| Speed of PHP 7 is much improved, it's way faster than 5, and fast enough for any app (Facebook runs on a flavor of PHP) I use the Laravel Framework on PHP 7, Laravel makes PHP nice to work with. Laravel is as enjoyable as Rails, sure you miss Ruby but Laravel keeps development fun. If you are doing a project in PHP use Laravel. I use forge.laravel.com to spin up servers and do deployments. It saves a ton of time and is definitely worth it. You could use it for any PHP project not just Laravel. There is also envoyer for zero downtime deployments. You setup Forge to pull code from from your Github/Bitbucket. Forge is really amazing you can register a new domain, create a new Laravel project, and have it live on the web in 10 minutes. You can also add Lets Encrypt SSL certs right from the forge dashboard. Same for setting up an existing project from scratch it's fast to create a new droplet for an existing project. If you are using Laravel I would recommend updating your apps as new versions of Laravel are released. Each update is pretty painless but if you wait to update doing them all at one time to get to the latest version can take some time. There are lots of great time saving Laravel packages out there most require you to keep Laravel close to the latest release so it's worth staying up to date for the packages.
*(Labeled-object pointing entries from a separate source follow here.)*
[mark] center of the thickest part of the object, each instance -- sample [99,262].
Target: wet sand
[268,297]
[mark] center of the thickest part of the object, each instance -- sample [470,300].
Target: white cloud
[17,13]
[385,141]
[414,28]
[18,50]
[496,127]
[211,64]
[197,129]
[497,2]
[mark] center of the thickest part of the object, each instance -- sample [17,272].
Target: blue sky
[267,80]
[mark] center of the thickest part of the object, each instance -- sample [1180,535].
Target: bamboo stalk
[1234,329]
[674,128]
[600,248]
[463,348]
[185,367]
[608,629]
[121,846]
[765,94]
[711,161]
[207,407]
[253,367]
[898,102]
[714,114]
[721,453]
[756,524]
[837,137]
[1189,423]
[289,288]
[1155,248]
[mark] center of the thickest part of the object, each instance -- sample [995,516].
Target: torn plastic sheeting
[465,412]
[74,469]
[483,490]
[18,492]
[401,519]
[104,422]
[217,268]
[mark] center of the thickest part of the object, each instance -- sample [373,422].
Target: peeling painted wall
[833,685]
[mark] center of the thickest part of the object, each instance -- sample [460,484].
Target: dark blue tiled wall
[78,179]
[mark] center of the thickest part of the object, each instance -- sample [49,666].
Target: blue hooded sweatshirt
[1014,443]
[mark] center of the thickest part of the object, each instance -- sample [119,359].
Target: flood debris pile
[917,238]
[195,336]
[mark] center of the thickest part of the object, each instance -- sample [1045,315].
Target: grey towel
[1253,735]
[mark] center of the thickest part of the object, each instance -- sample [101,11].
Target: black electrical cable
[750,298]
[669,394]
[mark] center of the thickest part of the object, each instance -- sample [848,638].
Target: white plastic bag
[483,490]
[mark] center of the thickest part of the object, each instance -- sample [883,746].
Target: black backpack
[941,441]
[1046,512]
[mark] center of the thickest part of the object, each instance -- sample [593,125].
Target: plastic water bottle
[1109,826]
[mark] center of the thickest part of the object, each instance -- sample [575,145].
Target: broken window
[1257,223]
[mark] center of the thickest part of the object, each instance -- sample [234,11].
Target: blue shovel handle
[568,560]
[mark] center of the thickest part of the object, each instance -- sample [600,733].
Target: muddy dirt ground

Plus each release of Laravel always has nice additions to the framework. |
I'm still debating what my 2nd backend language for webdevelopment should be (besides NodeJS). Rails is highly opinionated, activeORM is amazing, has rails API mode, but it lacks native async support, and has a weird way of doing things. A lot of magic behind the scenes.
I only learned enough to know how powerful it is, and it's paradigm. I think everyone should learn it. Abstracting away rails to sinatra I've been told is painful, and I've never heard of anyone building websites with pure ruby
PHP seems appealing to me b/c it couples well with Vue, PUG (html templating). I have heard doing things other than the rails way is a nightmare, but I don't know how it is with laravel.
PHP also b/c of wordpress. I still find it superior to any alternatives (Jekyll, hugo, gatsby, etc) because of the rich plugin ecosystem, proven ground, and ability to own your comments (and not have middleware like disqus)
Rails doesn't really work with windows OS either, and I primarily use a windows machine too.
The other downside of PHP is that it's frowned upon due to developers dislike for legacy PHP codebases.
How well does PHP work as a REST API? Is Laravel highly opinionated or are there many ways of doing things inside the framework? Does PHP have native async support? I could probably look these up but I'm curious to know what your opinions are.